Category Archives: summary

How to illustrate a 2×2 mixed ERP design

Let’s consider a simple mixed ERP design with 2 repeated measures (2 tasks) and 2 independent groups of participants (young and older participants). The Matlab code and the data are available on github. The data are time-courses of mutual information, with one vector time-course per participant and task. These results are preliminary and have not been published yet, but you can get an idea of how we use mutual information in the lab in recent publications (Ince et al. 2016a, 2016b; Rousselet et al. 2014). The code and illustrations presented in the rest of the post are not specific to mutual information.

Our 2 x 2 experimental design could be analysed using the LIMO EEG toolbox for instance, by computing a 2 x 2 ANOVA at every time point, and correcting for multiple comparisons using cluster based bootstrap statistics (Pernet et al. 2011, 2015). LIMO EEG has been used to investigate task effects for instance (Rousselet et al. 2011). But here, instead of ANOVAs, I’d like to focus on graphical representations and non-parametric assessment of our simple group design, to focus on effect sizes and to demonstrate how a few figures can tell a rich data-driven story.

First, we illustrate the 4 cells of our design. Figure 1 shows separately each group and each task: in each cell all participants are superimposed using thin coloured lines.
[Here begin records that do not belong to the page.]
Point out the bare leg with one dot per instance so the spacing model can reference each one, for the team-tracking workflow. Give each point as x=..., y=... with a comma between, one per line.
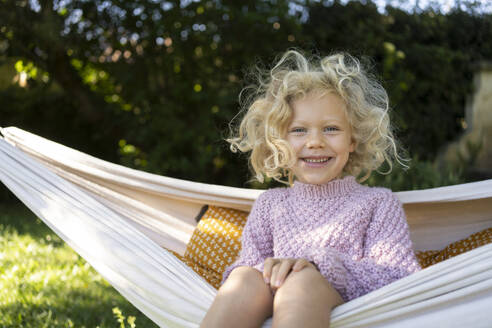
x=304, y=300
x=244, y=300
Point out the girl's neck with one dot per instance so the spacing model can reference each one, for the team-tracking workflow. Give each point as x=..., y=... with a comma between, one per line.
x=335, y=187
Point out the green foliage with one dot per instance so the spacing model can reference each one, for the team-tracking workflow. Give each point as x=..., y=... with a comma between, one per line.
x=44, y=283
x=420, y=175
x=163, y=78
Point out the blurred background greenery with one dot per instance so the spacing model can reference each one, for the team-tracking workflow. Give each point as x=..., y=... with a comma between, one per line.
x=153, y=84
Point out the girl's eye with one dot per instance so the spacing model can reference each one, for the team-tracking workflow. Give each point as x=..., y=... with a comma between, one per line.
x=331, y=128
x=298, y=130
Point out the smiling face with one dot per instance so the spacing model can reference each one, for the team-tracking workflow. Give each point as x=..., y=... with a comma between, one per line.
x=320, y=136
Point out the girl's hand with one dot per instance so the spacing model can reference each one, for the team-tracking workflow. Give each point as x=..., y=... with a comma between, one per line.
x=275, y=271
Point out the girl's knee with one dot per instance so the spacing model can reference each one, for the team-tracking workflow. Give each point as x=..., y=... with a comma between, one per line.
x=308, y=285
x=246, y=286
x=247, y=280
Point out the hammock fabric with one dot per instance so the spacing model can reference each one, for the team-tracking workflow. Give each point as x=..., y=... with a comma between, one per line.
x=127, y=224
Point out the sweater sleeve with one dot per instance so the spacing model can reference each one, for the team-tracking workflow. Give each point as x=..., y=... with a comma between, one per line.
x=256, y=239
x=387, y=255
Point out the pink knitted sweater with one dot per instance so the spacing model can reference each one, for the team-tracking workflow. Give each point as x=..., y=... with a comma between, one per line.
x=357, y=236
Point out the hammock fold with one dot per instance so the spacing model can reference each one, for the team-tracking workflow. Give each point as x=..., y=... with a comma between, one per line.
x=121, y=221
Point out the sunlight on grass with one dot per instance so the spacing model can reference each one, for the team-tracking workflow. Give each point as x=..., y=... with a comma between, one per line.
x=44, y=283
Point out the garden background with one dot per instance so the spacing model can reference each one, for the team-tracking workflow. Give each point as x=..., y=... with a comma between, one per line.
x=154, y=84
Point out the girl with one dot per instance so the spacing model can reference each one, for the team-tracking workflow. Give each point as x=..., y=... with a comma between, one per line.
x=326, y=239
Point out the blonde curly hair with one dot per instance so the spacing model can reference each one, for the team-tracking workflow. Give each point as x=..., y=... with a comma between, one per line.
x=268, y=113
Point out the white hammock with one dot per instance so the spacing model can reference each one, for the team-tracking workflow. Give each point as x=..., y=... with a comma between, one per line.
x=119, y=220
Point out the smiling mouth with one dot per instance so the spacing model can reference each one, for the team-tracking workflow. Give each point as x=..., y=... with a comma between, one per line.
x=317, y=159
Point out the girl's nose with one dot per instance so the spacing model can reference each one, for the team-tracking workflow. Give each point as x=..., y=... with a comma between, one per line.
x=315, y=141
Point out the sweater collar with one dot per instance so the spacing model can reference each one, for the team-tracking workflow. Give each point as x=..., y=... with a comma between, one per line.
x=335, y=187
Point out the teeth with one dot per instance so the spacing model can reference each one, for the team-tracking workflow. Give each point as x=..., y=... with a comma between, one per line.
x=316, y=160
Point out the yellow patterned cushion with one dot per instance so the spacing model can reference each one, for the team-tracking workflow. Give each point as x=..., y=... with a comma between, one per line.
x=428, y=258
x=215, y=243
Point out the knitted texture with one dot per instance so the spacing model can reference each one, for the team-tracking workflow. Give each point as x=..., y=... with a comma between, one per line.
x=358, y=236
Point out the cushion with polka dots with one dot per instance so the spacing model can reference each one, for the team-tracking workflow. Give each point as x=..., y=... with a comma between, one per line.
x=481, y=238
x=215, y=243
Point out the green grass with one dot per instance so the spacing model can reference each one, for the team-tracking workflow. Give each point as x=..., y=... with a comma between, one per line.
x=44, y=283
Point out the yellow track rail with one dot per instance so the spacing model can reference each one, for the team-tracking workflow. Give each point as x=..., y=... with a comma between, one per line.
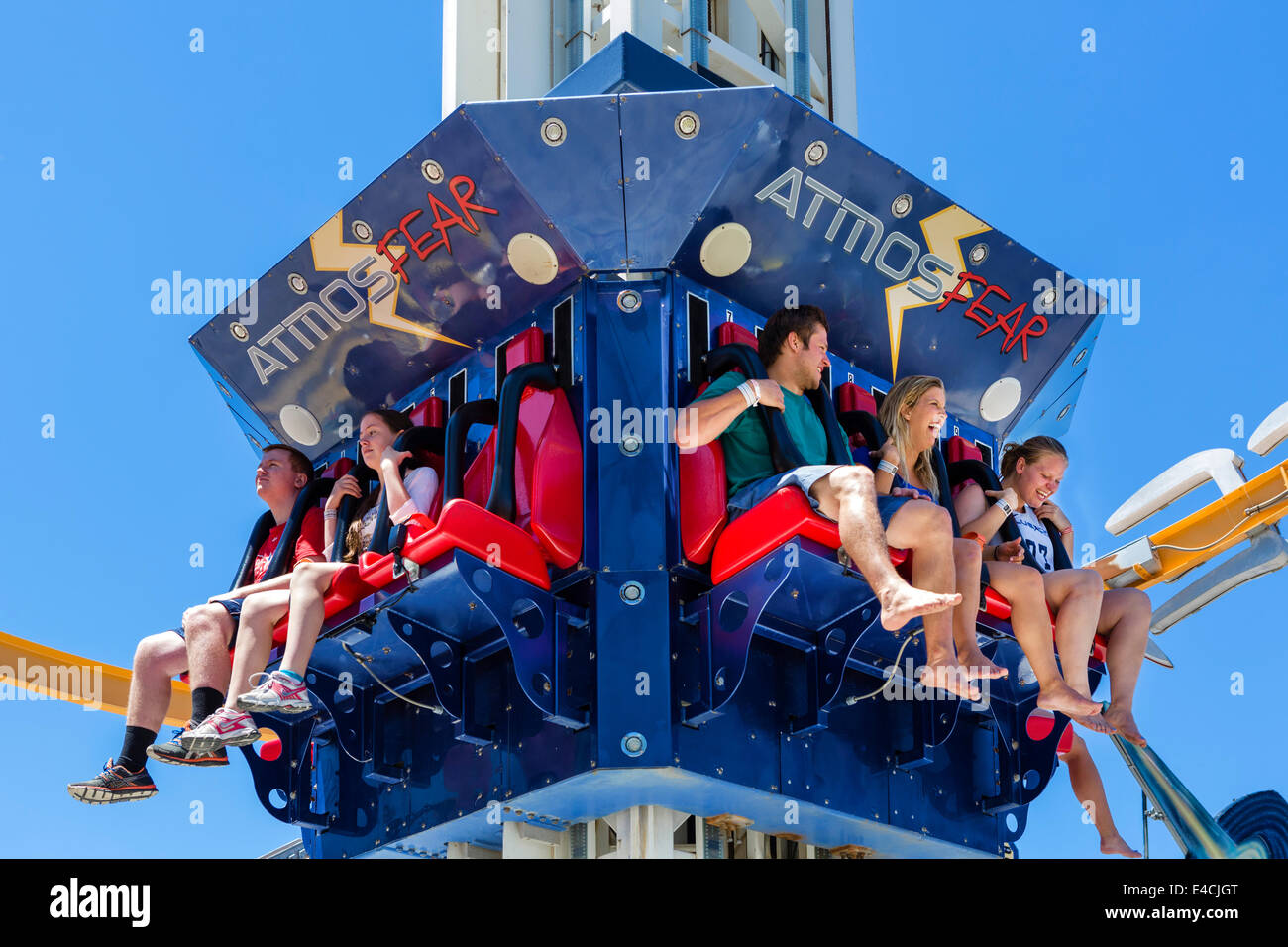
x=1209, y=532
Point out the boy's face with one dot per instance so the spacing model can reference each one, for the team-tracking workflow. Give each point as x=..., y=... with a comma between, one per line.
x=275, y=479
x=810, y=357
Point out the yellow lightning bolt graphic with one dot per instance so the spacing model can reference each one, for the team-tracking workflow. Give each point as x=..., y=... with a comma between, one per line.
x=943, y=232
x=333, y=254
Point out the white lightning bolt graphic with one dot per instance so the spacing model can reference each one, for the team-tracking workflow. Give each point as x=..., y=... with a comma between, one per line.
x=333, y=254
x=943, y=232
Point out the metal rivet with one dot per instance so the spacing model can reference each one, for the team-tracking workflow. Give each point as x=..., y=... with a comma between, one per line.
x=687, y=124
x=553, y=132
x=432, y=171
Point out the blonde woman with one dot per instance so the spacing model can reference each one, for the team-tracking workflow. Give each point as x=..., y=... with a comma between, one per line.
x=912, y=414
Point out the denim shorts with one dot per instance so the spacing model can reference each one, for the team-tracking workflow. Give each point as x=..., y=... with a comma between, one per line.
x=803, y=476
x=233, y=608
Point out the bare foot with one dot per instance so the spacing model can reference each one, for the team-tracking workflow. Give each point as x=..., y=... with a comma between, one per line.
x=1063, y=698
x=951, y=678
x=1119, y=847
x=1095, y=723
x=978, y=665
x=902, y=603
x=1125, y=723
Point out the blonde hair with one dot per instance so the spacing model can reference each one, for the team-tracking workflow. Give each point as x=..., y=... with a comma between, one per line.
x=906, y=394
x=1031, y=450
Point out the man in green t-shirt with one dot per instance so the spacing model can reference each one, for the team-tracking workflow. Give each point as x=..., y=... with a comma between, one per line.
x=794, y=348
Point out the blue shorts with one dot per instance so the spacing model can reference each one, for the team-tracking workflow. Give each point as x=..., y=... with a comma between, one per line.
x=888, y=506
x=803, y=476
x=233, y=608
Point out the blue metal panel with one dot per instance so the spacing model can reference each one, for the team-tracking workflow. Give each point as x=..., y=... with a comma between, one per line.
x=790, y=224
x=682, y=174
x=576, y=184
x=331, y=367
x=627, y=64
x=1051, y=410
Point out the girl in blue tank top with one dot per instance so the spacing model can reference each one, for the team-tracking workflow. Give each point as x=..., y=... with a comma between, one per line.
x=912, y=414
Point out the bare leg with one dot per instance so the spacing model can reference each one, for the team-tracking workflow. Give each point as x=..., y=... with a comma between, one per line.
x=209, y=629
x=1125, y=618
x=156, y=660
x=1089, y=789
x=966, y=558
x=846, y=495
x=256, y=639
x=308, y=611
x=1074, y=594
x=1022, y=587
x=926, y=528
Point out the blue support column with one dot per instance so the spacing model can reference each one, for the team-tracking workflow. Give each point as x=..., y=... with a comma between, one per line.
x=800, y=56
x=627, y=394
x=699, y=29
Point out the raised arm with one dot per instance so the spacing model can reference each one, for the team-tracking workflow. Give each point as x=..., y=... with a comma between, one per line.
x=707, y=419
x=977, y=515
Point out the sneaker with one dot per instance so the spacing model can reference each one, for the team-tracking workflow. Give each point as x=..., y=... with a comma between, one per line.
x=114, y=785
x=172, y=751
x=220, y=729
x=277, y=694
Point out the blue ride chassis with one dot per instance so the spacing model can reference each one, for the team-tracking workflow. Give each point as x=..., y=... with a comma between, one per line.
x=759, y=725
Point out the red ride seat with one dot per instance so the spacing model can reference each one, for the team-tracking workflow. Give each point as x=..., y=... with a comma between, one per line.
x=548, y=486
x=758, y=531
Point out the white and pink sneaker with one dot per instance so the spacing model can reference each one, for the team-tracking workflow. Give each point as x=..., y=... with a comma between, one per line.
x=222, y=728
x=278, y=693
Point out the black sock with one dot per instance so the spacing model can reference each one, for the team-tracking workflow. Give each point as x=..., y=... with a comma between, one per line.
x=205, y=701
x=134, y=750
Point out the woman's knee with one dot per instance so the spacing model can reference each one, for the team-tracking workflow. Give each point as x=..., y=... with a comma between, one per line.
x=850, y=480
x=310, y=577
x=1017, y=579
x=928, y=521
x=202, y=618
x=1137, y=603
x=967, y=553
x=1090, y=582
x=158, y=650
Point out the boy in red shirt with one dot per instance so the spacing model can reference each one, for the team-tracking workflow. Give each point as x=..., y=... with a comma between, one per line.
x=201, y=644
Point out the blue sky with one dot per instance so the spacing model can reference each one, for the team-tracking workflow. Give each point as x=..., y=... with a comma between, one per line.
x=1113, y=163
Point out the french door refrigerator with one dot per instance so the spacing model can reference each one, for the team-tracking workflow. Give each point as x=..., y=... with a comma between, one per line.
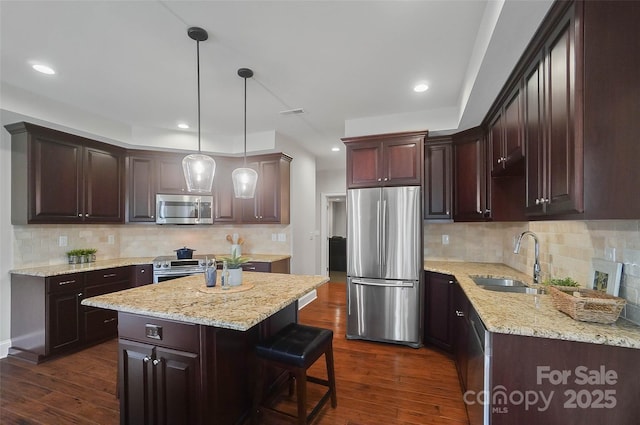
x=384, y=265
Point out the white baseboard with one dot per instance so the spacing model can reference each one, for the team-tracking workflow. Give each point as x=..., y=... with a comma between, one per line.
x=4, y=348
x=306, y=299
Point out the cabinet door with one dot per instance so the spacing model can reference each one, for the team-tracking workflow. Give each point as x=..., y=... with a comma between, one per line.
x=135, y=381
x=564, y=185
x=363, y=164
x=534, y=138
x=142, y=189
x=65, y=326
x=437, y=182
x=177, y=375
x=170, y=176
x=103, y=175
x=56, y=181
x=471, y=200
x=513, y=146
x=439, y=315
x=402, y=160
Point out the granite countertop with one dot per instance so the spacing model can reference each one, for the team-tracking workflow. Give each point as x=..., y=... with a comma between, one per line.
x=514, y=313
x=186, y=299
x=60, y=269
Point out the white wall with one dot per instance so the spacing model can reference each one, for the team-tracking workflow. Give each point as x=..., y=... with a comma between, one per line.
x=303, y=211
x=327, y=181
x=6, y=239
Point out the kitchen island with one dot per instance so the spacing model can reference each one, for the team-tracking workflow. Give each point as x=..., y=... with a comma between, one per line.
x=186, y=351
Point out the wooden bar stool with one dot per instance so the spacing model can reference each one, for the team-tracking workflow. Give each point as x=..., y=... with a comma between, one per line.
x=295, y=348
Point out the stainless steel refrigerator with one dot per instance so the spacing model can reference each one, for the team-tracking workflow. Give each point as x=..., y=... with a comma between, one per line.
x=384, y=265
We can immediately see large differences among participants and between groups, with overall smaller effects (mutual information) in older participants. There also seems to be task differences, in particular in young participants, which tend to present more sustained effects past 200 ms in the expressive task than the gender task.


Figure 1

To complement the individual traces, we can add measures of central tendency. The mean is shown with a thick green line, the median with a thick black line. See how the mean can be biased compared to the median in the presence of extreme values. The median was calculated using the Harrell-Davis estimator of the 50th quantile. To illustrate the group median with a measure of uncertainty, we can add a 95% percentile bootstrap confidence interval for instance (Figure 2).


We can immediately see discrepancies between the median time-courses and their confidence intervals on the one hand, and the individual time-courses on the other hand. There are indeed many distributions of participants that can lead to the same average time-course. That’s why it is essential to show individual results, at least in some illustrations.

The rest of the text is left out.